At Tuesday’s close, Pick n Pay shares had shed 3% in value — a reverse of the upward trajectory since the beginning of the month. The worry, of course, is the cash burn as the group’s main supermarket core trundles along in the red.
Will this be the last chunk of cash that needs to be pitched at the turnaround? Retailers like Pick n Pay operate on a sliver of a margin, and it is incredibly difficult to rebuild the margin — without radical restructuring — when your main competitor, in the form of Shoprite, is chewing up market share.

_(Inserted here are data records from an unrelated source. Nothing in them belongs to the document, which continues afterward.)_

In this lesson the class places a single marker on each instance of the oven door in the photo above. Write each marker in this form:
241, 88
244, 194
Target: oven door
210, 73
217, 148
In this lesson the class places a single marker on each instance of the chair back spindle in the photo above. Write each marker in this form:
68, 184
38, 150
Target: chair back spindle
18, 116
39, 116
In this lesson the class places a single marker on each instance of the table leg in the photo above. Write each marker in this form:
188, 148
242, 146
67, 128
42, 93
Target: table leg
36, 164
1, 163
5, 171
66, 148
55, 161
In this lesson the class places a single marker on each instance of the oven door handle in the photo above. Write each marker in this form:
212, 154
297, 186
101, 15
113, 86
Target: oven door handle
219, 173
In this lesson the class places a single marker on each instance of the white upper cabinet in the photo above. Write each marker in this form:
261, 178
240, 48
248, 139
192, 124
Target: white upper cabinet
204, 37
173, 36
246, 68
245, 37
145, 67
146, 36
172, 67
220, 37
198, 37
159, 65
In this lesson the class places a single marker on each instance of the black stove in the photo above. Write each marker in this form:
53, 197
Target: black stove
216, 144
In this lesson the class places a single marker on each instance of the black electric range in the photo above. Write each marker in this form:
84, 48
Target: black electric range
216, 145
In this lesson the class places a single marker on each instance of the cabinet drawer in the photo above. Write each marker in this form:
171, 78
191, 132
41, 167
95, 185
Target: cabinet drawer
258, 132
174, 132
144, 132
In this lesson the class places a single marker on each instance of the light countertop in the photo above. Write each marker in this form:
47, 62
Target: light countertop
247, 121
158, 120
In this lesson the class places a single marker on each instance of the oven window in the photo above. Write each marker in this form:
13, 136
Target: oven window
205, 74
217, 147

If more cash is needed, Boxer will most likely be tapped again. Pick n Pay reiterated its commitment to retaining a controlling stake in Boxer, which leaves little room to manoeuvre. Another rights issue seems out of the question after the group raised R4bn in August 2024, when investors were probably a tad more optimistic about its turnaround strategy. With the market attaching a negative value to the share, issuing new shares for cash would not be at all prudent.
Let’s hope there is evidence of a clear pathway to returning the core Pick n Pay stores segment to cash flow breakeven in the upcoming results.